Tuesday, May 10, 2016

Bike Businesses in the News Underscore Weakness in Green Certification

Did you see the Sunday article about South Salem Cycleworks in the Business section of the paper? It doesn't seem to be online.

The piece is also in some ways advertorial for the County's "Earthwise" certification program:
Just the fact that bike shops promote bicycling is enough to call them "green."

But South Salem Cycleworks gives new meaning to the term "earth-friendly business" with the dozens of ways it recycles, reuses, and reduces its environmental footprint.

The business has been Earthwise certified since 2014, although owner Michael Wolfe has been making the environment a priority since the shop opened in 1991.
South Salem Cycleworks also won "Recycler of the Year" at the Green Awards in 2015, and you might recall a profile of Wolfe back in 2013, which also highlighted much of the greenery.

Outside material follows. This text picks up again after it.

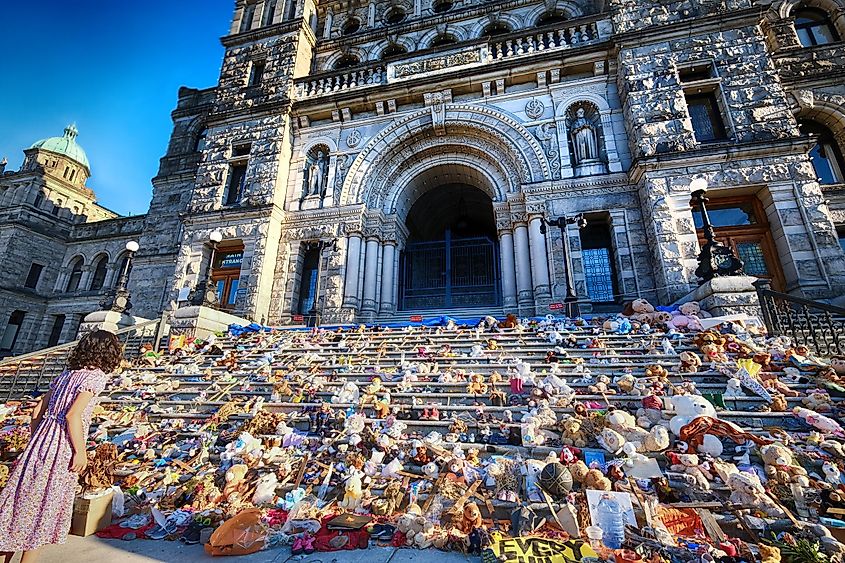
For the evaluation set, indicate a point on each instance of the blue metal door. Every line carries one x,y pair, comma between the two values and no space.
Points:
461,272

Northwest HUB "Green Service of the Year," 2016
This year at the Green Awards, another bike shop, the Northwest HUB, won "Green Service of the Year."

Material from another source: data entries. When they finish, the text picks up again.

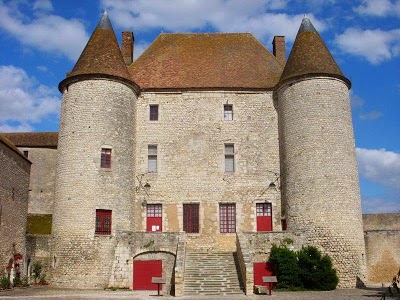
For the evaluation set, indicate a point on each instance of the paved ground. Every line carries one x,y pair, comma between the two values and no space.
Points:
50,293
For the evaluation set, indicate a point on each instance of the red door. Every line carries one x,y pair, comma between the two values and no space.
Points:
264,216
260,270
143,271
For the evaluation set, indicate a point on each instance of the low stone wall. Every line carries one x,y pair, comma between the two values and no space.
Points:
382,243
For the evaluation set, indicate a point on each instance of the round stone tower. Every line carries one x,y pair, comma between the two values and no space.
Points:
95,164
320,188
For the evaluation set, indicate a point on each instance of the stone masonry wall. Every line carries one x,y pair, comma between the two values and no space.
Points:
14,186
95,114
190,135
382,242
42,179
319,171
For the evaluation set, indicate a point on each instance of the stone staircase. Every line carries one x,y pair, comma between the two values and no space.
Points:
212,274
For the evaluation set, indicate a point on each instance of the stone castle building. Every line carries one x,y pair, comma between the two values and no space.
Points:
207,148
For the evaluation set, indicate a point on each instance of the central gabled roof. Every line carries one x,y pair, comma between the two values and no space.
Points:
215,60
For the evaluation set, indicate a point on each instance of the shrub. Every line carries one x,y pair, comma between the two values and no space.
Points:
286,267
316,272
306,269
4,283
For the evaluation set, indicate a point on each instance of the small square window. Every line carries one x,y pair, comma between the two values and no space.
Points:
229,158
153,112
228,112
103,222
105,161
152,158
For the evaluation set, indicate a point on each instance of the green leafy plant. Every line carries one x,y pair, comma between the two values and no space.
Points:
316,272
306,269
286,267
4,283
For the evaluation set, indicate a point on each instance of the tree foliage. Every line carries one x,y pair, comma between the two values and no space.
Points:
305,269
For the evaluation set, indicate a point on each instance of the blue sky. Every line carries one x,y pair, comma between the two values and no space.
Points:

There's a substantial love for the bikes and those to provide and service them!

But the Salem Airport is also an Earthwise certified entity. And an airport ipso facto is profoundly harmful and not at all green.

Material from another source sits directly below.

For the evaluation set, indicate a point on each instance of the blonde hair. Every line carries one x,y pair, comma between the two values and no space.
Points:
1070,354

You may remember a paper last year that argued climate scientists should cease air travel. Conferences are fun - but at what cost?
To meet international climate goals, aviation emissions must fall dramatically. Technological fixes won’t get us there — the bulk of the necessary cuts will need to come from a reduction in the number of flights.
Greenhouse gas by sector
via Oregon Global Warming Commission
In Oregon transportation accounts for around a quarter of greenhouse gas emissions, and yet even though these two bike businesses have been recognized, transportation in general is barely accounted for in programs like Earthwise. Transportation is a throw-away check-off in "Above and Beyond," the ninth set of questions and a coda at the end of a preliminary assessment for Earthwise certification. Even the headline, "Reduce, Reuse, Recycle...and Ride" makes it a coda.

Earthwise sample preliminary assessment
Transportation is regarded as an extra, a frill, a non-essential component in being sustainable. It's not structurally considered part of sustainability. Four automotive companies, including one large car dealership group, are in fact Earthwise certified.

East of Kuebler, the Mill Creek Corporate Center
and Salem Renewable Energy and Techology Center
 are remote from anything except the interstate.
Greenwash - via
Portland Mercury
One of the next steps for programs like Earthwise will be to fold transportation and land use into their analyses of sustainability. Even if you recycle the hell out of everything, if you locate a new business on the edge of the city in new construction with a huge parking lot and force everyone to make drive-alone trips to it, and driving trips for lunch or break-time errands, how can that be considered sustainable? Our "Salem Renewable Energy and Technology Center" is founded upon an internal contradiction, and programming like Earthwise needs to develop a critique or assessment of this.

There are almost certainly other full lifecycle factors that are elided or externalized in the way we assess and certify companies as "green." Reusing an old building, for example, is generally much greener than new LEED certified construction. (The conversation here and here about LEED, Passive House, and Minergie certification is interesting on the gaps in each.)

It is, of course, that old conundrum -  Carrot or stick? Encouragement or enforcement? In late antiquity, and in a way that is really archetypal, it is Augustine's dispute with Pelagius, whether membership should be inclusive for everybody, including the biggest screw-ups who are encouraged to do better, or should be exclusive only for the perfect? (Don't let the perfect be the enemy of the good, and all that.)

But as long as we treat businesses as boxes that can be plopped down anywhere and we limit our analysis of sustainability to the internal processes of things inside that box, focusing on "reduce, reuse, and recycle [things]," and don't look at the external processes and movements of things outside that box, we will be limited in our ability to model more accurately the structural changes that are necessary to real sustainability.

The bike businesses are not just quirky additions for local color and charm. They are actually modeling some of the deepest and most thorough-going expressions of sustainability we currently have.